Formpipe Software Future Earnings Per Share Growth
Risks
What could happen that would invalidate this narrative?- The divestment of the profitable Public business (which had higher margins and larger net sales than Lasernet) leaves Formpipe with a smaller, less diversified, and lower-margin revenue base, increasing vulnerability to market downturns or concentration risk, which could negatively impact future revenue growth and net margins.
- Lasernet's recent growth rates (7% YoY) are below management's expectations and indicate challenges in accelerating ARR or expanding market penetration, particularly as Bank & Finance performance has been weak-this suggests possible stagnation or revenue headwinds in core markets.
- Heavy dependence on Microsoft Dynamics and a relatively narrow mid
- to large-sized company niche exposes Formpipe to shifts in ERP ecosystem strategies, platform competition (including built-in document solutions), or slowdowns in Dynamics growth, increasing risk of customer churn and limiting revenue scalability.
- Management's intention to pursue acquisitions for geographic and product expansion carries execution risk, integration challenges, and the possibility of overpaying or failing to generate the intended synergies, which may erode net margins or dilute earnings if not well-executed.
- Ongoing investments will be required to keep the product platform "relevant" against rapid technological advances (including automation and AI) and escalating customer demands for integrated solutions, necessitating higher R&D and sales spend, which could compress margins or reduce earnings if top-line growth stalls.
Valuation
How have all the factors above been brought together to estimate a fair value?- The analysts have a consensus price target of SEK35.0 for Formpipe Software based on their expectations of its future earnings growth, profit margins and other risk factors.

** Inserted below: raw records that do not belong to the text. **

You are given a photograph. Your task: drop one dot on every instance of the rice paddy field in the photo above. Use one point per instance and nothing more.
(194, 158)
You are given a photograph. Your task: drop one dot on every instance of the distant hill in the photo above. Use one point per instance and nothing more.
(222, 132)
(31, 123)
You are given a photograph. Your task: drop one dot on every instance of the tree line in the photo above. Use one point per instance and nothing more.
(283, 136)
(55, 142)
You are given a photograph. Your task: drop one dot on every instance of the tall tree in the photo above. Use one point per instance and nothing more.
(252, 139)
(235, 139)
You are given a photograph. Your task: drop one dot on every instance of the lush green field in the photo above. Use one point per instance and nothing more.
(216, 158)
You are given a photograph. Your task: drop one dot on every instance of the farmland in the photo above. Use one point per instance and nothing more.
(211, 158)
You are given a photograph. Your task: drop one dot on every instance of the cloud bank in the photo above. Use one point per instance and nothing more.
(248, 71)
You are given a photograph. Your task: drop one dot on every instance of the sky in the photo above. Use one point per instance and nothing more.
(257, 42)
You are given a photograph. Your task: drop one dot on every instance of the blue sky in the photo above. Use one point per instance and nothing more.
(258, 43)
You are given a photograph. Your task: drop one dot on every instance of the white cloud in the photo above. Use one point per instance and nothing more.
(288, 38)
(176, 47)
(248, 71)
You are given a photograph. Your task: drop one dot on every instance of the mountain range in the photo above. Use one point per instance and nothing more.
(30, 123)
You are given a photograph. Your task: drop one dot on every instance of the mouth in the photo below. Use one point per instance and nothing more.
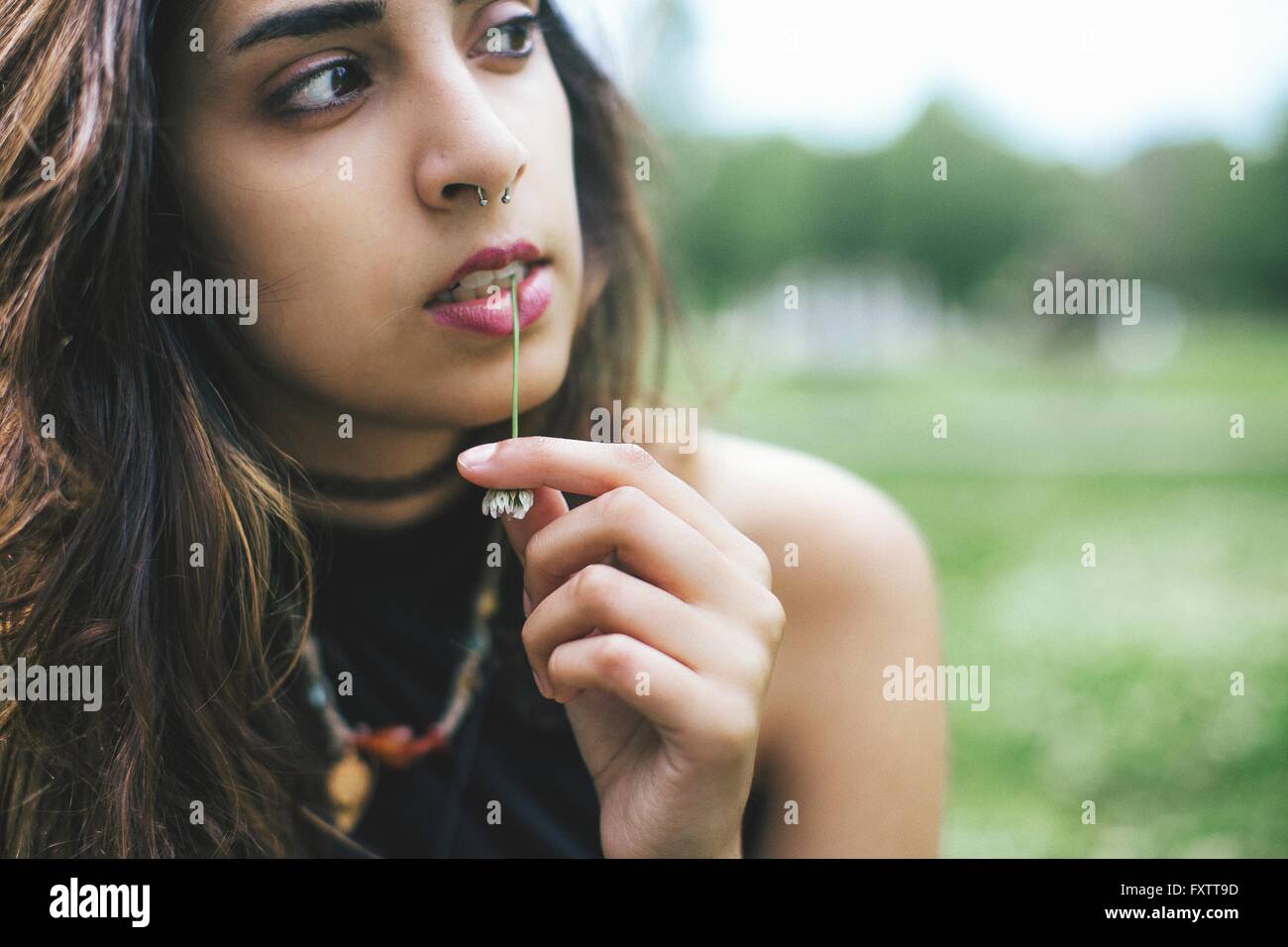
(489, 269)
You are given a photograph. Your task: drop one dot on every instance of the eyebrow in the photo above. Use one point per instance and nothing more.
(312, 21)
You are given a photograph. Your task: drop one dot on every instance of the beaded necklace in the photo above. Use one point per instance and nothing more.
(356, 753)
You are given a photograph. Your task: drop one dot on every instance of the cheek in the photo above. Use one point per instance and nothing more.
(316, 264)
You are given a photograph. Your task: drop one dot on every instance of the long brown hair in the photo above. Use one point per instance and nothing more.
(120, 442)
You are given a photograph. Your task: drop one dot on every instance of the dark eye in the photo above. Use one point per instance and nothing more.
(509, 39)
(330, 86)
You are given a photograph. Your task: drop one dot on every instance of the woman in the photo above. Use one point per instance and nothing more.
(241, 359)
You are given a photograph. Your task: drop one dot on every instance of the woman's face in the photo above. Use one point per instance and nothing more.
(331, 151)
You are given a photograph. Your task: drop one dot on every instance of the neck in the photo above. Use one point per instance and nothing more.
(374, 450)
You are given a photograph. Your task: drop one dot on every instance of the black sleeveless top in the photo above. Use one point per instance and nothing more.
(393, 607)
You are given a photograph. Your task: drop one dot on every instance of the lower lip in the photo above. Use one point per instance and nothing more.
(494, 315)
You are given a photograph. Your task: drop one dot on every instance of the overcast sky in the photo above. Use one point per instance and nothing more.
(1087, 81)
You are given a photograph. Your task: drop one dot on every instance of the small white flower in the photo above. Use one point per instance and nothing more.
(516, 502)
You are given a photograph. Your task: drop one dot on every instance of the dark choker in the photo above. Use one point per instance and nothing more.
(343, 487)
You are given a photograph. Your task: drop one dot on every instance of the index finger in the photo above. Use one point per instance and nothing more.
(591, 468)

- In order for you to agree with the analyst's consensus, you'd need to believe that by 2028, revenues will be SEK696.8 million, earnings will come to SEK139.4 million, and it would be trading on a PE ratio of 16.3x, assuming you use a discount rate of 6.4%.
- Given the current share price of SEK28.9, the analyst price target of SEK35.0 is 17.4% higher.

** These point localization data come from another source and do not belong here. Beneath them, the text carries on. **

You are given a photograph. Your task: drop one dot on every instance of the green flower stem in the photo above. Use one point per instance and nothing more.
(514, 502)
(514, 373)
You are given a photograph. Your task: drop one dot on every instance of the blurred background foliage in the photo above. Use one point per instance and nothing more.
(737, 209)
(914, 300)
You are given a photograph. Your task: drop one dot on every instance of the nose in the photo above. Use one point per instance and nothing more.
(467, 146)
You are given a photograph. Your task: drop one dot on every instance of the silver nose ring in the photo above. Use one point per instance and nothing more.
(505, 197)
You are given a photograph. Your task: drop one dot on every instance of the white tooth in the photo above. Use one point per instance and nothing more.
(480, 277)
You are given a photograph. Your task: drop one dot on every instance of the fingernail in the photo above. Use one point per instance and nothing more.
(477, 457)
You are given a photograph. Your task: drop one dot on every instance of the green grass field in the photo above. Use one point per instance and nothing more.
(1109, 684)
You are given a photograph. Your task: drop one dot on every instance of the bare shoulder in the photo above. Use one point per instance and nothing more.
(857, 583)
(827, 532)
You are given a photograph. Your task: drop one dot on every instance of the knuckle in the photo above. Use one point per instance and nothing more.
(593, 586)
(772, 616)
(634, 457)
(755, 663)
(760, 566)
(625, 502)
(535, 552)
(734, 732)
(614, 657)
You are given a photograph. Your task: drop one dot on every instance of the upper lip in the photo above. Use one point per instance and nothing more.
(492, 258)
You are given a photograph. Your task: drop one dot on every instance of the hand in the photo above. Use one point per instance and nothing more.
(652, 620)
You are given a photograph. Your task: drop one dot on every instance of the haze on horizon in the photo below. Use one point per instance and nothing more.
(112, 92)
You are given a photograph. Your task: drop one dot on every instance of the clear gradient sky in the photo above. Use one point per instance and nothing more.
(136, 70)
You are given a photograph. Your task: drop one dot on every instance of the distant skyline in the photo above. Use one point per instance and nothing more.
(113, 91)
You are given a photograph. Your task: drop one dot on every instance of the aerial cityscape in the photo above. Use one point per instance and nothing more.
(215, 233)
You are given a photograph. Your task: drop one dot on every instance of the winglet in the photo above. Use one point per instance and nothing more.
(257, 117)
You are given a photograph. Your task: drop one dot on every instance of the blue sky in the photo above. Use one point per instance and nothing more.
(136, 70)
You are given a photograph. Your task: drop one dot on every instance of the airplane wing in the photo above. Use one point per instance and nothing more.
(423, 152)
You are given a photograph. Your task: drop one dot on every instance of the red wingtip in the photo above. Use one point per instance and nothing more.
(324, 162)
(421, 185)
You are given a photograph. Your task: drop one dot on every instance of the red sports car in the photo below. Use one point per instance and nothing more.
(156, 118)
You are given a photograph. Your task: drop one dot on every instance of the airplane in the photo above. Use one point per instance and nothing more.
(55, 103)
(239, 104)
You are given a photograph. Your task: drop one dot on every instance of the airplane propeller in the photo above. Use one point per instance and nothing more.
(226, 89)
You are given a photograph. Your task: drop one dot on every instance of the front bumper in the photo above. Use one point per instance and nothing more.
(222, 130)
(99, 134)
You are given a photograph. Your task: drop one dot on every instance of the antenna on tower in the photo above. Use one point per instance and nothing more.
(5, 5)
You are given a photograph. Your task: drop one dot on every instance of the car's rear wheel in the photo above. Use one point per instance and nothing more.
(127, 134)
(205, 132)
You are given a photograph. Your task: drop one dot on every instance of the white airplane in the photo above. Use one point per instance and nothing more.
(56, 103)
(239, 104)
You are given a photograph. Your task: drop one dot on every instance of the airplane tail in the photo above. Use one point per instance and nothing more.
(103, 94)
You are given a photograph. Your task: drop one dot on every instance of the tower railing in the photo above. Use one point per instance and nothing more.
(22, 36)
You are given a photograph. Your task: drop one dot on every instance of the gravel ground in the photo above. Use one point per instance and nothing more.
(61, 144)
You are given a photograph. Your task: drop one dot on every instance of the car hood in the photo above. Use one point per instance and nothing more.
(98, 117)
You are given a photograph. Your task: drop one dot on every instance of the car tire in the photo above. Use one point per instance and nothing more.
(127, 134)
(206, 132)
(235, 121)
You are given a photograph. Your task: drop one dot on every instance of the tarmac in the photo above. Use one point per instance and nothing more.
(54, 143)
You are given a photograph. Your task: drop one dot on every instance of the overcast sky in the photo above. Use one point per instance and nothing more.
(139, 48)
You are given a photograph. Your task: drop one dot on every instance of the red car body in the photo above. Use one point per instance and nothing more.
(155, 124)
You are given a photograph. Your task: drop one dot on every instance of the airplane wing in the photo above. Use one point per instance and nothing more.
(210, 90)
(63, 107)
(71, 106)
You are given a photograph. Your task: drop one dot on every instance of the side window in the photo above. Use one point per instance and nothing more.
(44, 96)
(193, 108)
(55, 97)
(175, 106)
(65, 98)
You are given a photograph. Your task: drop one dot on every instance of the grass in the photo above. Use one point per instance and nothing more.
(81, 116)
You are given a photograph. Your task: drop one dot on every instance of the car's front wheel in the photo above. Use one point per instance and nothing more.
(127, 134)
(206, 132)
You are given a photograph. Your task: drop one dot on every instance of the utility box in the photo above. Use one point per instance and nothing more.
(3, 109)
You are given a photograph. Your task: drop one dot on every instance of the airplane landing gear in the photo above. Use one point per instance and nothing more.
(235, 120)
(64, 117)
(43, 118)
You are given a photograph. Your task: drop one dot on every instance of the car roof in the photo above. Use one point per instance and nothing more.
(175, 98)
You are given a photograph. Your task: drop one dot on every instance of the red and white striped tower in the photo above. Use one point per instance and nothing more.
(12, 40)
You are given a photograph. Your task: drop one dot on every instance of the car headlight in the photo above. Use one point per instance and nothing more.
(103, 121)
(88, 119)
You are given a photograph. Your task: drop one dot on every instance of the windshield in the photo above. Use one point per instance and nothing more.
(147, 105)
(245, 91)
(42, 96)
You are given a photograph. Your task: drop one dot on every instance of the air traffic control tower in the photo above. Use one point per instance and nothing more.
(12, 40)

- We always encourage you to reach your own conclusions though. So sense check these analyst numbers against your own assumptions and expectations based on your understanding of the business and what you believe is probable.
How well do narratives help inform your perspective?
Disclaimer
AnalystConsensusTarget is a tool utilizing a Large Language Model (LLM) that ingests data on consensus price targets, forecasted revenue and earnings figures, as well as the transcripts of earnings calls to produce qualitative analysis. The narratives produced by AnalystConsensusTarget are general in nature and are based solely on analyst data and publicly-available material published by the respective companies. These scenarios are not indicative of the company's future performance and are exploratory in nature. Simply Wall St has no position in the company(s) mentioned. Simply Wall St may provide the securities issuer or related entities with website advertising services for a fee, on an arm's length basis. These relationships have no impact on the way we conduct our business, the content we host, or how our content is served to users. The price targets and estimates used are consensus data, and do not constitute a recommendation to buy or sell any stock, and they do not take account of your objectives, or your financial situation. Note that AnalystConsensusTarget's analysis may not factor in the latest price-sensitive company announcements or qualitative material.